Usual Adult Dose for Headache

Acetaminophen 250 mg - phenylephrine 5 mg oral effervescent tablet:
2 tablets fully dissolved in 4 ounces of water every 4 hours.

Acetaminophen 325 mg - phenylephrine 5 mg oral tablet:
2 tablets orally every 4 hours. Do not take more than 12 tablets in 24 hours.

Acetaminophen 500 mg - phenylephrine 15 mg oral tablet:
2 tablets orally every 6 hours. Do not take more than 8 tablets in 24 hours.

Acetaminophen 500 mg - phenylephrine 5 mg oral tablet:
2 tablets orally every 4 to 6 hours. Do not take more than 8 tablets in 24 hours.

Acetaminophen 650 mg - phenylephrine 10 mg oral powder:
Dissolve 1 packet in 8 ounces of hot water and drink in 10 to 15 minutes. May repeat every 4 hours. Not to exceed 6 packets daily.

Acetaminophen / phenylephrine Pregnancy Warnings

Acetaminophen has not been formally assigned to a pregnancy category by the FDA. It is routinely used for short-term pain relief and fever in all stages of pregnancy. Acetaminophen is believed to be safe in pregnancy when used intermittently for short durations. Phenylephrine has been assigned to pregnancy category C by the FDA. Animal studies have not been reported. There are no controlled data in human pregnancy. Acetaminophen-phenylephrine is only recommended for use during pregnancy when benefit outweighs risk.
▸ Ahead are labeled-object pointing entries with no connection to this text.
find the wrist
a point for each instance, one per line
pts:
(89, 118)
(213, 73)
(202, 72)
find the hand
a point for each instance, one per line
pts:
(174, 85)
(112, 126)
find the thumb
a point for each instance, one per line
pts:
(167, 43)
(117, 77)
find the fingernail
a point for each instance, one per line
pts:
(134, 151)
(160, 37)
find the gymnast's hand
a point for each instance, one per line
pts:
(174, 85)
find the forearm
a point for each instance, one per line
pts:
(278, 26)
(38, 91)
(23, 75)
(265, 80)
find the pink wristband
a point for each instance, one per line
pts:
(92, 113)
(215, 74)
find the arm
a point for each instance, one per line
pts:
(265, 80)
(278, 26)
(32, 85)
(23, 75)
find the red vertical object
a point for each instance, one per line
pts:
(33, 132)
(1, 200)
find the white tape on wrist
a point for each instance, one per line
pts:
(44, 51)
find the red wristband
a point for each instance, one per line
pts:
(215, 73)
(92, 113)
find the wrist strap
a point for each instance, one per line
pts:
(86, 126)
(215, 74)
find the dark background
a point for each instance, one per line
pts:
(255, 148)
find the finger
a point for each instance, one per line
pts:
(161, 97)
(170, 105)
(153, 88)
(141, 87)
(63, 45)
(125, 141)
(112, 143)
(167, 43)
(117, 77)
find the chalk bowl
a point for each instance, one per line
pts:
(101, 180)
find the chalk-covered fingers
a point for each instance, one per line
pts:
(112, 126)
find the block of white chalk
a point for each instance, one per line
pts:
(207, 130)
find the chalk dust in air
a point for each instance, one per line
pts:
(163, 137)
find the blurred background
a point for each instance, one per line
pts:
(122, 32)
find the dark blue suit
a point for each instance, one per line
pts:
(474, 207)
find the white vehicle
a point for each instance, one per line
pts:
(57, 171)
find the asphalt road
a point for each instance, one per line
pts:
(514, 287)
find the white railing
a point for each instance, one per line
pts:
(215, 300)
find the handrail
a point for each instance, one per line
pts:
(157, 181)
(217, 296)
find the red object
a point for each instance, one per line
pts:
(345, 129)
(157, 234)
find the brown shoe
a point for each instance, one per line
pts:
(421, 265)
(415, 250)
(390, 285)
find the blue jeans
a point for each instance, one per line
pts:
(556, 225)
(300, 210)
Two cases of acetaminophen overdose in late pregnancy have been reported. In both cases neither the neonate nor the mother suffered hepatic toxicity. Investigations have revealed conflicting results with regards to the pharmacokinetic disposition of acetaminophen in pregnant women. One study has suggested that the oral clearance of acetaminophen is 58% higher and the elimination half-life is 28% longer in pregnant women compared to nonpregnant women. Another study has suggested that the elimination half-life is not different in patients who are pregnant. That study also suggested that the volume of distribution of acetaminophen may be higher in pregnant women. One study has suggested that acetaminophen in typical oral doses may result in a reduced production of prostacyclin in pregnant women. That study also suggested that acetaminophen does not affect thromboxane production.